Mit einer Geschwindigkeit von 32.400 km/h relativ zum Mars passierte Hera den Planeten in einer Entfernung von 5.000 km. Doch das Erstaunlichste war der Vorbeiflug in nur 1.000 km Entfernung an Deimos, dem kleinsten und äußersten Mond des Roten Planeten. Dieser historische Moment ermöglichte die Aufnahme von mehr als tausend Fotografien, darunter die ersten detaillierten Bilder der bislang verborgenen Rückseite des Satelliten.
Deimos, mit seiner ungewöhnlichen kartoffelförmigen Gestalt und einer von dunklem Staub bedeckten Oberfläche, gibt Wissenschaftlern seit Jahrzehnten Rätsel auf. Es wird vermutet, dass er entweder ein eingefangener Asteroid ist oder das Überbleibsel eines gewaltigen Einschlags in der Vergangenheit. Dank Hera verfügen Forscher nun über entscheidende Daten, um dieses Rätsel zu lösen.
Die Bilder trafen im Europäischen Raumflugkontrollzentrum ein, wo ein Team von Wissenschaftlern, darunter Brian May, die Ankunft der Aufnahmen in Echtzeit verfolgte. Der Moment war so aufregend, dass er in der Kontrollstation Applaus und Jubelrufe auslöste.
Die Instrumente, die diesen Meilenstein ermöglichten

Während des Vorbeiflugs testete Hera erstmals drei wissenschaftliche Instrumente außerhalb des Erde-Mond-Systems:
- Schwarz-Weiß-Navigationskamera: Diente der autonomen Positionsbestimmung der Sonde.
- Hyperspektralsensor: Erfasst Farben, die für das menschliche Auge unsichtbar sind, und analysiert die Zusammensetzung des Satelliten mit hoher Präzision.
- Infrarot-Wärmekamera: Entwickelt zur Messung der Oberflächentemperaturen von Deimos und zur Erkennung möglicher struktureller Variationen.
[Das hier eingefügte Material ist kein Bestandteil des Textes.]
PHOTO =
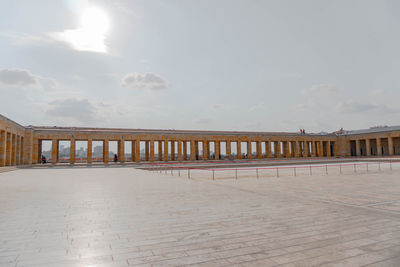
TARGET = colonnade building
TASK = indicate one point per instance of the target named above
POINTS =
(24, 145)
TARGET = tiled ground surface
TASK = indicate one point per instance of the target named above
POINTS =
(121, 216)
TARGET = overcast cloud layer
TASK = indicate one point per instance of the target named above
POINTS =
(218, 65)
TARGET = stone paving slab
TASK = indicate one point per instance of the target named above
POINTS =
(129, 217)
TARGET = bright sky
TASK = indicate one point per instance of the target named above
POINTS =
(217, 65)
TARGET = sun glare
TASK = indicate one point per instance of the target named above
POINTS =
(90, 36)
(95, 20)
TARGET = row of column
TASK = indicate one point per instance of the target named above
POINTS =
(11, 149)
(374, 146)
(286, 149)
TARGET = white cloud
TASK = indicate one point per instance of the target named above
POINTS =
(358, 107)
(18, 77)
(77, 111)
(321, 89)
(204, 121)
(144, 81)
(90, 35)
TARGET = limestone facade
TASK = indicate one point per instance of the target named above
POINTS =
(23, 145)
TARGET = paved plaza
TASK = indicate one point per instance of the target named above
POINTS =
(122, 216)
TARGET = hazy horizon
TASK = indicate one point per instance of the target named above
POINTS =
(201, 65)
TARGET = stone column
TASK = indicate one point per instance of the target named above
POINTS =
(22, 154)
(14, 149)
(205, 150)
(286, 149)
(268, 150)
(259, 150)
(193, 150)
(8, 149)
(184, 143)
(90, 152)
(133, 150)
(37, 151)
(228, 148)
(217, 148)
(105, 151)
(147, 150)
(151, 150)
(121, 150)
(249, 150)
(358, 148)
(180, 156)
(379, 146)
(137, 150)
(172, 150)
(321, 145)
(368, 147)
(54, 151)
(166, 150)
(314, 149)
(18, 149)
(328, 149)
(390, 144)
(297, 151)
(239, 149)
(72, 151)
(306, 149)
(160, 151)
(277, 146)
(3, 145)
Diese Instrumente lieferten nicht nur spektakuläre Bilder, sondern dienten auch als Generalprobe für die Hauptmission bei Dimorphos. Der Asteroid stellt eine noch größere Herausforderung dar: Mit nur 151 Metern Durchmesser umkreist er Didymos, der 780 Meter misst, was seine Beobachtung besonders kompliziert macht.
Das nächste Ziel: Eine Begegnung mit dem Asteroiden, der Geschichte schrieb
Die Reise von Hera ist noch lange nicht beendet. Im Dezember 2026 wird die Sonde das System von Dimorphos und Didymos erreichen und dort zwei CubeSats aussetzen, die sich noch näher an den Asteroiden heranwagen werden, um entscheidende Daten über das durch die DART-Mission abgelenkte Objekt zu sammeln.
Dieses Ereignis wird ein Schlüsselmoment für die planetare Verteidigung sein und einen Wendepunkt in der Erforschung erdnaher Objekte markieren. Doch bevor es soweit ist, gibt es bereits einen unerwarteten Erfolg zu feiern: die bisher besten Aufnahmen von Deimos, einem lange übersehenen Mond, der nun endlich sein verborgenes Gesicht enthüllt hat.